2/13/19 | Density Estimation | |||

2/18/19 | Dimension Reduction | |||

2/20/19 | Midterm Review | AS2 Due | ||

2/25/19 | Midterm Exam |
|||

2/27/19 | Linear Regression | |||

3/4/19 | Linear Regression | |||

3/6/19 | Naïve Bayes and Logistic Regression | |||

3/11/19 | Support Vector Machine | AS3 Out | ||

3/13/19 | Support Vector Machine | |||

3/18/19 | No Class (Spring Break) |
|||

3/20/19 | No Class (Spring Break) |
|||

3/25/19 | Neural Networks | |||

3/27/19 | Neural Networks | AS3 Due | ||

4/1/19 | Decision Tree and Random Forest | |||

4/3/19 | Decision Tree and Random Forest | AS4 Out | ||

4/8/19 | Model Selection | |||

4/10/19 | No Class (Project Preparation) |
|||

4/15/19 | Project Presentation | |||

4/17/19 | Project Presentation | AS4 Due | ||

4/22/19 | Course Review | |||

4/24/19 | Reading Day | Report Due | ||

TBD | Final Exam |

### Office Hours and Questions

**Office Hours**:- Instructor: Weds 3:30-4:20pm
- TA Office Hour I: Mons 3:30-4:20pm
- TA Office Hour II: Fris 10:30-11:20am

**Piazza**will be the main place for course discussions and announcements. If you have questions, please**ask it on Piazza first**because 1) other students may have the same question; 2) you will get help faster compared to sending emails.If it’s something you do not like to discuss publicly on Piazza, send an email with

**CX4240**in the subject.

### Grading

**Assignments (50%)**- There will be four assignments. Each one is designed for testing your understanding of the taught algorithms. It could be either programming or written analysis.
- You will need to hand in the assignments at the beginning of the class on the due date.
- All assignments follow the “no-late” policy. Assignments received after the due time will receive zero credit.
- All students are expected to follow the Georgia Tech Academic Honor Code.
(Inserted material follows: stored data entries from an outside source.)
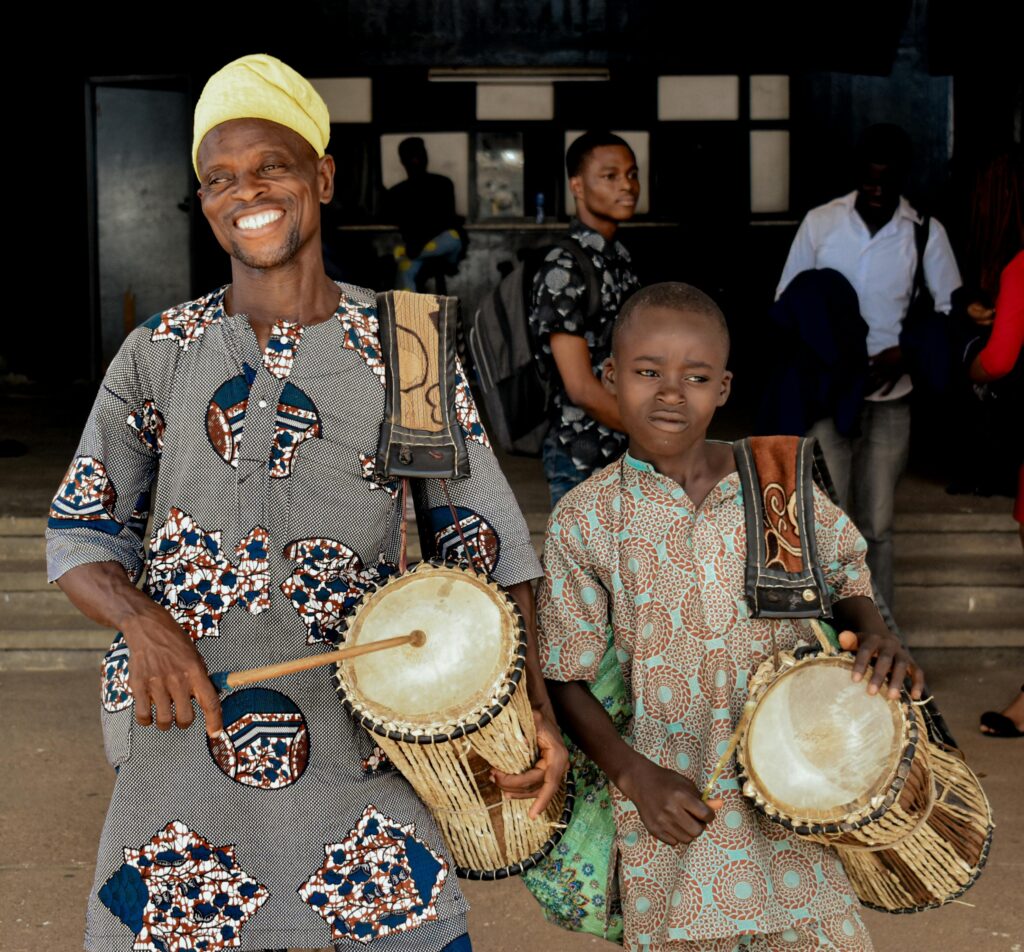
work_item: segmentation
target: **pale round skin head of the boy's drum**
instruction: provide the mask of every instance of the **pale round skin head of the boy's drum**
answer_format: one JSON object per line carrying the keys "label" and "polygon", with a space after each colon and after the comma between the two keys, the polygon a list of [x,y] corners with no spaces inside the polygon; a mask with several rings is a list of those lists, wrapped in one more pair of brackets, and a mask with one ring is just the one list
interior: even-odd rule
{"label": "pale round skin head of the boy's drum", "polygon": [[841,821],[885,794],[903,741],[898,701],[850,680],[845,658],[819,658],[782,674],[759,699],[746,766],[778,812]]}

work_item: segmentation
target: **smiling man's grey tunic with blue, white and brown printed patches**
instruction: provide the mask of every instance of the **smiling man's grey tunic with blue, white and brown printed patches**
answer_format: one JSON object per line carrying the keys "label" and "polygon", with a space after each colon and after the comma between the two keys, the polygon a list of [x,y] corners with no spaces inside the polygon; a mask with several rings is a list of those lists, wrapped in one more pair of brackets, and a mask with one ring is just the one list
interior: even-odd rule
{"label": "smiling man's grey tunic with blue, white and brown printed patches", "polygon": [[[125,342],[47,533],[50,578],[98,561],[132,579],[144,569],[146,591],[211,672],[331,649],[353,601],[394,571],[400,519],[396,487],[365,466],[384,416],[373,295],[342,286],[334,317],[279,324],[262,354],[222,298],[165,311]],[[449,488],[460,521],[486,542],[480,563],[515,585],[540,566],[461,372],[459,389],[473,475]],[[426,496],[459,557],[439,487]],[[119,635],[102,666],[118,778],[89,949],[373,941],[426,952],[465,932],[433,822],[344,713],[330,667],[228,694],[210,742],[202,716],[185,731],[135,724],[127,672]]]}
**Project (20%)**- You are expected to complete a project on computational data analysis with real-life data. Your project needs to be clear about 1) the data you are using; 2) the problem you are attempting to solve; 3) the method you are using; 4) the results and conclusion you attain.
- You will need to turn in a project report and also give an in-class presentation for your project. The project report and the presentation will each count for 10% of your final grade.
- Each project needs to be completed in a team of 2-4 people. Team members need to clearly claim their contributions in the project report.

**Class participation (5%)**- Your class participation score will be graded based on attendance and in-class quizzes.
- Participation in class discussions (including asking relevant questions in class, volunteering to answer questions on Piazza) will be considered when determining your final grade. It will be especially useful when you are right on the edge of two letter grades.

**Midterm Exam (10%)**- The midterm exam will take place on Feb 25th in lieu of the regular class.
- The midterm exam will be a written and open-book exam, but Internet usage will not be allowed.
- There will be no make-up exams. You will get zero credit for your missed midterm exam.

**Final Exam (15%)**- The final exam will be at whatever time is scheduled for this class.
- The final exam will be a written and open-book exam, but no Internet usage will be allowed.
- Again, there will be no make-up exams. You will get zero credit for your missed final exam.

### Resources

Recommended books:

- Machine learning, by Tom Mitchell
- Data Mining: Concepts and Techniques, by Jiawei Han, Micheline Kamber, and Jian Pei
- The Elements of Statistical Learning, by Trevor Hastie, Robert Tibshirani, and Jerome Friedman
- Deep Learning, by Ian Goodfellow, Yoshua Bengio, and Aaron Courville
- Pattern recognition and machine learning, by Christopher Bishop

Other resources, such as machine learning toolboxes and datasets, will be provided throughout the course.